1. Good job by David Steele of the Sporting News, pointing out the latest misstep by the NFL and Commissioner Roger Goodell. On the heels of botching their attempt to help victims of domestic violence, the NFL has made its first chief health and medical advisor someone who isn’t a brain injury specialist. Dr. Elizabeth Nabel, the president of Brigham and Women’s Hospital in Boston, is a cardiologist and biomedical researcher. As Steele points out, it reeks of Paul Tagliabue naming Elliot Pellman, a rheumatologist who was the Jets’ team doctor, as chairman of the league’s Mild Traumatic Brain Injury committee in 1995.
2. I’m less troubled with the ties to Patriots owner Robert Kraft (Brigham and Women’s has an outpost at Patriot Place). The Kraft family is a major player in Boston’s philanthropic scene and has ties to many of the area’s medical centers, including Children’s Hospital and the Dana-Faber Cancer Institute. Boston is one of the top medical areas in the country, and Kraft personally knows many of the top doctors—if not all of them. I think it’s a stretch to equate this to a conflict of interest.
3. Interesting that Packers coach Mike McCarthy followed in the footsteps of Cowboys coach Jason Garrett (who was forced to do it) in giving up his play-calling duties. McCarthy, who will pass the job on to Tom Clements, wants to be more involved in game management as well as the defense and special teams. I’ve long thought coaches who call their own plays miss too much in game management, but McCarthy proved he could do both jobs when the Packers won Super Bowl XLV. I figured McCarthy would never give it up after that. Maybe Aaron Rodgers’ vast experience in the offense made the decision easier.
4. The fate of Patriots cornerback Darrelle Revis (who will have a $25 million cap charge if he isn’t released or hasn’t reached an extension by next month) will be one of the offseason’s most interesting storylines. I expect the Patriots to pay Revis near the top of the cornerback market ($14-15 million per season) and for Revis to pass up more money elsewhere to remain in New England. But Jonathan Kraft’s recent comments to WEEI should give fans pause. “Hopefully both sides want to make a deal and we'll be able to get one done," Kraft said. The Krafts have used that kind of “both sides” wording before, specifically with Wes Welker, and it hasn’t always worked out.

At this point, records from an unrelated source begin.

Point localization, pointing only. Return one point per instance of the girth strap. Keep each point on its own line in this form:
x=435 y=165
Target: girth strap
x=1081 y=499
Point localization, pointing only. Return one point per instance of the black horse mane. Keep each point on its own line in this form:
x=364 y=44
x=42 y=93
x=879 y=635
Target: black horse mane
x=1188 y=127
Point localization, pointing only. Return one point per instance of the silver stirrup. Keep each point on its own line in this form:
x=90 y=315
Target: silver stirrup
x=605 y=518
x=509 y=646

It’s usually code for “you need to take less than what you think you’re worth.” I doubt that will be the case with Revis. The Patriots know he’s a different, and worthy, commodity.

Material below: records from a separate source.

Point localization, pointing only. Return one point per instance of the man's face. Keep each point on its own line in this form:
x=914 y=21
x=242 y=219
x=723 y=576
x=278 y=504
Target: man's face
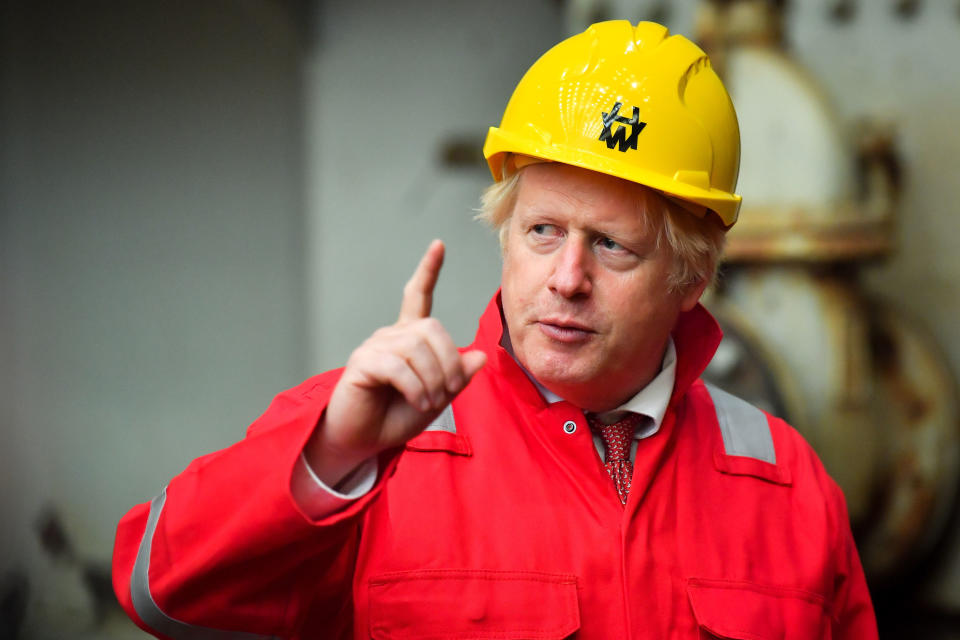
x=584 y=288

5. Expect a bunch of teams to be interested in quarterback Josh McCown, who was released this week by the Buccaneers. And not just for his play. “Lovie [Smith] talked about it since day one when I was hired, about Josh and how Josh was the type of person we needed in this locker room and on this team for the very reasons you’re talking about,” Bucs GM Jason Licht told me last year. “Of course I believe what Lovie said and trust him, but to see it firsthand within the first days that we actually signed him… the guy is just special. He lives, breathes and eats football. Somehow, he just has a way to capture the entire team. They all love this guy. He’s really one of the most special leaders I think I’ve ever been around.”